To answer the question more directly I firmly believe the best way ahead comes down to expectation setting on both sides. There should be an expectation that a company will be paying close to they would if not more in some cases to the freelancer.
One thing I have seen within companies and dealing with freelance workforce is bonus structure based on contract deliverables. For example, writing into the contract specific performance milestones and attaching them to other their ability to get work done ahead of schedule that is required to start another project. The other thing I have recommended to clients is to maintain a contractor log with performance assessments in their file. Similar to what you provide your own full-time employees. This allows for their use throughout the organizations as well as providing value to their price point and abilities of what they can bring to a project. This ultimately, allows them to be selected more for work projects as well as something they can use for themselves to validate their own capabilities.
What are employees, managers and decision makers looking to make performance management more effective?
The key is to measure what matters. First and foremost, they need to understand the priorities of the organization and then use those metrics tied to their teams.

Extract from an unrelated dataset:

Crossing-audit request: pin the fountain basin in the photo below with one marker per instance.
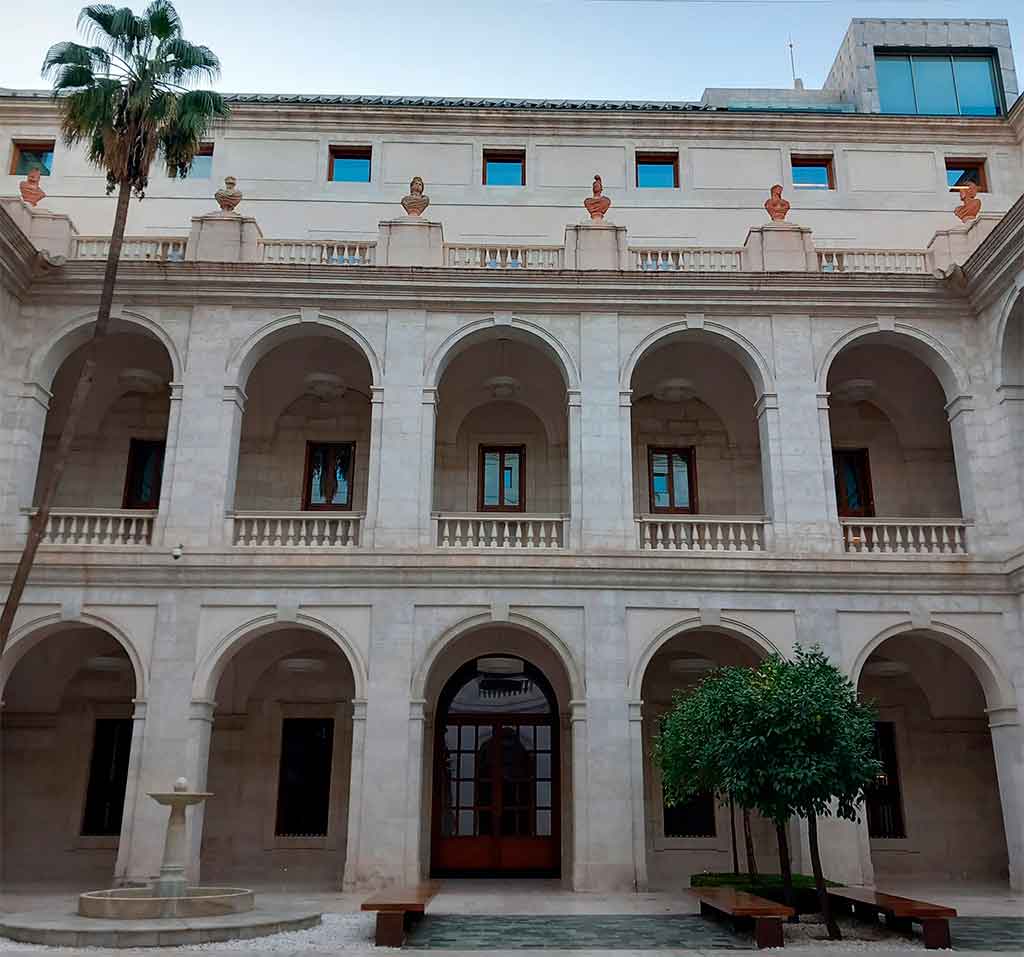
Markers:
(139, 903)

This information needs to be transparent throughout the organization to ensure accountability up and down the organization structure as well as others to begin to realize that they don’t work in a silo and begin to break down the communication and work as a team vice a singular unit or person.
Again, the first thing is a solid strategy and realization of what you can accomplish in the next quarter and year so you can see the change and tie it directly to each person and team. This related the employee’s work and benefits directly to the organization creating a sense of belonging as well as they know exactly what they are measured against when it comes time to discuss bonus structures as well as compensation increases.
What are some of the new things being introduced in Performance Management that are working/not working?
On a negative side, the current use of HCM’s is both good and bad. The bad is simply that if you don’t customize the PM modules you are not benefiting from the capability. HR as a whole, especially when working in PM or succession need to ensure the metrics that employees are held to at all levels makes sense and tie to the organization itself. The single best solution I have seen is referred to OKR, objective and key results. This is the only holistic approach I have seen for an organization that truly ties performance against company metrics and also show validation, break down silos, and increase employee performance.
On a side note, this is also simply due to the reality we all face yet ignore. If I have 6 priorities then I really don’t have any. If I have 3 then there is a chance that I can actually focus on those three things. They just need to actually be the companies priorities and tie back to the objectives instead of what I think is important.
If not periodic appraisals, then what & how?
Periodic appraisals are fine and in fact beneficial if done correctly. My personal opinion and what I truly find to be the differentiator is again going back to almost quarterly look backs but only of the objectives tied to each employee. This provides a quantified score that can be aggregated throughout the year. Then add in a quantifiable score provided by either 360 reviews or something similar to remove bias and make up the remainder of the score.
This should only be second to monthly coaching and mentoring session. This way employees feel that the company is trying to meet their needs and provide personal mastery within a learning construct like Senge talks about in his book The Fifth Discipline as well as providing caring and inclusion. This also allows an organization to better understand their base and how to serve them while at the same time having a very limited bias system that can provide a scoring system that ranks based on organization strategic needs instead of random statements that may not even impact what the employee truly does.